While the food was take out pizza, not the extravagant meals we used to share, the wines were top notch just like the old days. For starters, the NV Pierre Bouchard Champagne Inflorescence, a blanc de noirs that was crisp, refined and less red fruited than expected, but no less delicious than its reputation. Then a wine I picked up last week in Woodland Hills, the 2008 J.P. Brun Morgon. What a tremendous Beaujolais, full of lovely spicy raspberry and mineral gamay flavors, juicy and fairly rich. I'd love to age this a few years and see it gain even more breadth. Already it's really good.
Then onto bigger reds. First, the 1985 Ch. Pradeaux Bandol brought in by Premier Cru about a decade ago and stored well since. This was simply excellent, with great mourvedre raspberry fruit and tree bark aromas, and perfect aged sweetness on the palate. As you should expect from good Bandol, this had great freshness at almost 25 years old. A good bottle like this was great now but could easily last another decade or more. Thanks Paul for bringing this among all these great wines.

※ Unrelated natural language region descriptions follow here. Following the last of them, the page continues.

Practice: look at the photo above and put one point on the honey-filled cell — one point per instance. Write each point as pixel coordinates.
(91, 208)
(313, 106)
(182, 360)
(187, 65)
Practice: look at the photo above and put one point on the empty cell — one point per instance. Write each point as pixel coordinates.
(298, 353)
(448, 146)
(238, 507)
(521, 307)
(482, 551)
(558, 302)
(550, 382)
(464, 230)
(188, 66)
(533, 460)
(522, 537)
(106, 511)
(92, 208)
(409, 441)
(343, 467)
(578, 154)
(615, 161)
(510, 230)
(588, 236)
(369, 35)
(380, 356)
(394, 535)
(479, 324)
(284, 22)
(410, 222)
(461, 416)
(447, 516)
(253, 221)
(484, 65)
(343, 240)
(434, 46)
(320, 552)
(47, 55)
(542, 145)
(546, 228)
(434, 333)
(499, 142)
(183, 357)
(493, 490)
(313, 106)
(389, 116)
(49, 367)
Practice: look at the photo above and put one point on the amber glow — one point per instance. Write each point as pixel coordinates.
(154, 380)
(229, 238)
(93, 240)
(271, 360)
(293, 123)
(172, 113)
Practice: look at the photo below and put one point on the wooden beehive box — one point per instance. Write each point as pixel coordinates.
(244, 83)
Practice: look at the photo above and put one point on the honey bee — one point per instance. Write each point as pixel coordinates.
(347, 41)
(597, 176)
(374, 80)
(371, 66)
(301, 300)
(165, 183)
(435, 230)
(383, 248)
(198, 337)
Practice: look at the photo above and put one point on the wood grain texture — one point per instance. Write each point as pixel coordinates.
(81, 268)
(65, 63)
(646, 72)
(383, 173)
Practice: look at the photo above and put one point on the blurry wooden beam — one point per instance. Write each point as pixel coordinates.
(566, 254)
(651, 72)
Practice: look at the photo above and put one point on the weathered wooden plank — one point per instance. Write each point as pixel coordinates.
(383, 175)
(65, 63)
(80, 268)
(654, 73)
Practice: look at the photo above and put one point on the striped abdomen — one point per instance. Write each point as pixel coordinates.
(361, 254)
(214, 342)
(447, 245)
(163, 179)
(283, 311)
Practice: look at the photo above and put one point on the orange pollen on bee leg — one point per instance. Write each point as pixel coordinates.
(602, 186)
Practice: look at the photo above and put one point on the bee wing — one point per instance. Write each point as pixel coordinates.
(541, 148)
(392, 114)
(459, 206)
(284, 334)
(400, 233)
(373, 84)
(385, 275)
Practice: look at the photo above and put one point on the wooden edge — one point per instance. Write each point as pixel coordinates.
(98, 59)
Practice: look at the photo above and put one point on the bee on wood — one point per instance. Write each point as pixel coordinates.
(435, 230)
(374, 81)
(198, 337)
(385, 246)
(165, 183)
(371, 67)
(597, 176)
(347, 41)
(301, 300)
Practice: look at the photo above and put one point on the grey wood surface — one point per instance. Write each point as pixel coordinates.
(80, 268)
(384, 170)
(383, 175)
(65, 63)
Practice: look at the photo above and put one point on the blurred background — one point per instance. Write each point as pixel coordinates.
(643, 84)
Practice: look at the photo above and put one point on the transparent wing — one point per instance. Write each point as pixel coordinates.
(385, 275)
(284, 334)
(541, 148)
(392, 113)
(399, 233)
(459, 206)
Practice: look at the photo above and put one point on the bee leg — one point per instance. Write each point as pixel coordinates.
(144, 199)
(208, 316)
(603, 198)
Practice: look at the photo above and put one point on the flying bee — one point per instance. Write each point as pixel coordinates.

Then some new world mourvdre dominated blends for comparison. First, the 2006 Tablas Creek Esprit de Beaucastel "Panoplie," a 68% mourvedre blend with grenache and syrah that's apparently a domestic hommage to the Beaucastel "Hommage a Jacques Perrin" bottling. This bottle seemed fruit dominated and soft, certainly tasty and dense wine but lacking complexity and maybe the structure to allow age to bring out that complexity. Not as exciting as other Tablas Creek wines I've tried over the years.
Then the 2007 Carlisle Two Acres bottling from nearly 100 year old vines in the Russian River Valley, off Olivet Lane. Paul and I helped out here back in 1999 so we feel a particular connection to this bottling. This year's example has all the usual Carlisle ripeness but at a moderate 13.7% alcohol. The aroma showed a little more youthful sweetness than I was expecting, but the flavors had a nice savory, peppery spiciness and good acidity. This should age nicely.
And if that wasn't enough, we opened a wine totally foreign to me, the 2007 Passopisciaro from Mt. Etna in Sicily. Paul mentioned this area can produce the most Burgundian in style of southern Italian reds that he knows of. I would agree based on this taste. Pretty ruby color with a perfumed aroma, maybe more Rhone like with a whiff of volatility that lifts the aroma. Nice tannic structure and sweet savory red fruit, this was quite good.
In sum, a great night of reconnecting with old friends and all of our children, watching the sun set into the Pacific and taking a liesurely time sampling all these excellent wines. Hope we do it again, this time without waiting another decade.